The University of Dundee was ranked top in the UK for biological sciences at the last Research Excellence Framework assessment in 2014, and Ninewells Hospital in Dundee, where the university’s school of medicine is located, is one of Europe’s largest teaching hospitals.

According to the two scientists, the key to Dundee’s success is that it provides one of the best and most collaborative research environments in the world.

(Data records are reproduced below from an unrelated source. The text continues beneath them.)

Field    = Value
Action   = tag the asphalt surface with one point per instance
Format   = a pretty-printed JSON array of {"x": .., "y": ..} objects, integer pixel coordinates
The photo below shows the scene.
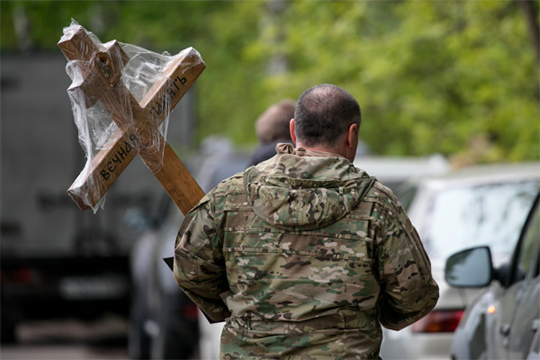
[{"x": 69, "y": 339}]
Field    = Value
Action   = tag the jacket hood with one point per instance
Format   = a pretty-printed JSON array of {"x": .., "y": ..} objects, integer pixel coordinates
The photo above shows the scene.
[{"x": 304, "y": 190}]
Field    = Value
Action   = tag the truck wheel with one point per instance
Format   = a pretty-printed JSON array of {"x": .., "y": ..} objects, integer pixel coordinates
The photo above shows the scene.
[{"x": 7, "y": 329}]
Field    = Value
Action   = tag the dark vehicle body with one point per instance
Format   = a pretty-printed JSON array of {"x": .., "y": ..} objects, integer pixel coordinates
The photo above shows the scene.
[
  {"x": 57, "y": 261},
  {"x": 504, "y": 321}
]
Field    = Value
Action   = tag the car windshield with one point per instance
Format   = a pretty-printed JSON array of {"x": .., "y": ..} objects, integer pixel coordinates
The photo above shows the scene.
[{"x": 491, "y": 215}]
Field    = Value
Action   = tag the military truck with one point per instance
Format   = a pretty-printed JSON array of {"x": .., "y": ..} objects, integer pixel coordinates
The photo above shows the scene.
[{"x": 57, "y": 261}]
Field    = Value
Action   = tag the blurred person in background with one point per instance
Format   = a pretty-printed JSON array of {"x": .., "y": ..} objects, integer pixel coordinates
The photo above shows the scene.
[
  {"x": 304, "y": 255},
  {"x": 272, "y": 128}
]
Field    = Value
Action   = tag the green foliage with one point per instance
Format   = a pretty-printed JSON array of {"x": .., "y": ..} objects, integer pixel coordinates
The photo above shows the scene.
[{"x": 455, "y": 77}]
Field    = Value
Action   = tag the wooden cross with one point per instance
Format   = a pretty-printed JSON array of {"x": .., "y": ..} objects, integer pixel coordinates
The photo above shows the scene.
[{"x": 137, "y": 128}]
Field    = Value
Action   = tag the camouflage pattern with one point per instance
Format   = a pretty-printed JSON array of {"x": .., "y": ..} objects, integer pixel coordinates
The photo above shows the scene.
[{"x": 304, "y": 256}]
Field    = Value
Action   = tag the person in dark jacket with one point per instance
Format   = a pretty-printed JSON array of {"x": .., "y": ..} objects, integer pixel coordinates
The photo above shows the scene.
[{"x": 272, "y": 128}]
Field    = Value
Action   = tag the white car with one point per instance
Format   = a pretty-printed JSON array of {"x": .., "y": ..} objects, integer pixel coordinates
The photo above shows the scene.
[
  {"x": 478, "y": 206},
  {"x": 503, "y": 323}
]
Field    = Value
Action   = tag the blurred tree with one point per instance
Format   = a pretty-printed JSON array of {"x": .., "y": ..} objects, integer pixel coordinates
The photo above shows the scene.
[{"x": 456, "y": 77}]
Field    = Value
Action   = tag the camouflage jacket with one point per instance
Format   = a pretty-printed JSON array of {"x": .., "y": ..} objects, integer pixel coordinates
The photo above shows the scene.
[{"x": 304, "y": 256}]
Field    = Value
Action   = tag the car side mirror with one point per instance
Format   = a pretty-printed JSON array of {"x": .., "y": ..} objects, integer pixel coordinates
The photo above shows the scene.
[{"x": 470, "y": 268}]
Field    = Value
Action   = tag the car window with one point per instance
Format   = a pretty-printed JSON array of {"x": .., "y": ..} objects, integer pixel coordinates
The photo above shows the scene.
[
  {"x": 491, "y": 215},
  {"x": 529, "y": 248}
]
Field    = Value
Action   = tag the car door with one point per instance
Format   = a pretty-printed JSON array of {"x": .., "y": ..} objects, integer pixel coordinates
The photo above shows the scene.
[{"x": 517, "y": 310}]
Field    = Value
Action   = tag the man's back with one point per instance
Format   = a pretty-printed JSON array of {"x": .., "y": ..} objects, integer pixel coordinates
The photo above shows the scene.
[{"x": 313, "y": 252}]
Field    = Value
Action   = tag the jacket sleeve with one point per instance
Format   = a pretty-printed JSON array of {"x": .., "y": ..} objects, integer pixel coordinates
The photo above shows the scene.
[
  {"x": 409, "y": 291},
  {"x": 199, "y": 265}
]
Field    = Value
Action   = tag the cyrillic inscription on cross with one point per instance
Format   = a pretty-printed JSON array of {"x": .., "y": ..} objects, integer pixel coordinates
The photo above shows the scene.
[{"x": 137, "y": 121}]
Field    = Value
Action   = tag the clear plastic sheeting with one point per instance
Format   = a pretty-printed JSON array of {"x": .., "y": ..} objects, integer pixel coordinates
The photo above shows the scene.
[{"x": 121, "y": 97}]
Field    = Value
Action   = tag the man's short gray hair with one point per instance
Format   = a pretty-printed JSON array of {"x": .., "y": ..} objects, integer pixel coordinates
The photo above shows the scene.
[{"x": 323, "y": 114}]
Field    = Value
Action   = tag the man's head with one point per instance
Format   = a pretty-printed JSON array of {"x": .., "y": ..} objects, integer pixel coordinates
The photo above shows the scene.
[
  {"x": 327, "y": 118},
  {"x": 273, "y": 124}
]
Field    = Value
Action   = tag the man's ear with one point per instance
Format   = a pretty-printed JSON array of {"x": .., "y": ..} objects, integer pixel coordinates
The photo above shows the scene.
[{"x": 291, "y": 130}]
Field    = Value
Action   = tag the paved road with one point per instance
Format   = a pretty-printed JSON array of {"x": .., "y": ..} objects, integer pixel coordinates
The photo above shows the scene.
[{"x": 69, "y": 340}]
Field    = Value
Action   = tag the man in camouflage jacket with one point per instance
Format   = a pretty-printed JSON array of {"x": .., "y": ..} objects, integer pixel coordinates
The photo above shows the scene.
[{"x": 304, "y": 255}]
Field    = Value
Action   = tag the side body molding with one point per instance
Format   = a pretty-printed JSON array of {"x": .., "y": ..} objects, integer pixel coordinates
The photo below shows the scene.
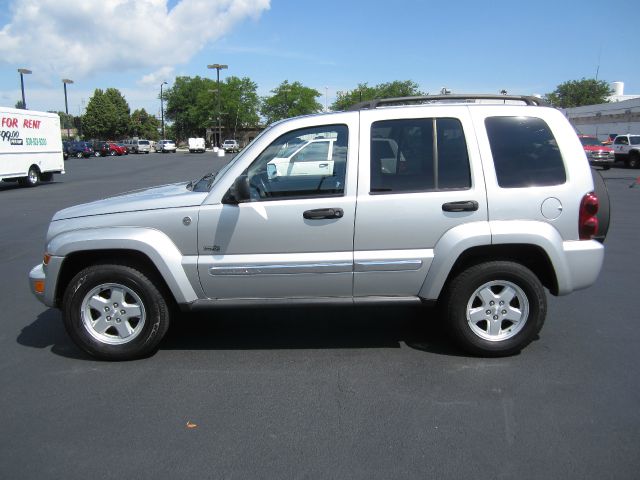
[{"x": 151, "y": 242}]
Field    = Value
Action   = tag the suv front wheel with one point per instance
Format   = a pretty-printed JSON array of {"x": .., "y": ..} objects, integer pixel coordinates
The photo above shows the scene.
[
  {"x": 495, "y": 308},
  {"x": 115, "y": 312}
]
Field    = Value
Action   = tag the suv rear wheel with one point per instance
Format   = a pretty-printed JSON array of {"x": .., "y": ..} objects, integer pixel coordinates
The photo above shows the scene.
[
  {"x": 114, "y": 312},
  {"x": 495, "y": 308}
]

“A simple statistic bears this out—once people come here they tend not to leave. I myself started here in 1999 as a 28-year-old,” says van Aalten. “More than 18 years later I am still here, despite having had several opportunities to move.”

Muqit joined the university after having trained in major hospitals in London. He’s been at the university for about a decade.

In 2016, the university announced renewed funding of more than £7 million from GSK, Boehringer Ingelheim and Merck Serono to support its Division of Signal Transduction Therapy (DSTT).

Founded in 1998, the DSTT provides a platform through which Dundee researchers and pharmaceutical companies can work together to start and accelerate early stage development of new drugs.

This represents the world’s longest running collaboration between academic research laboratories and the pharmaceutical industry, says Muqit, a man who is fully aware of the benefits of teamwork in the life sciences arena.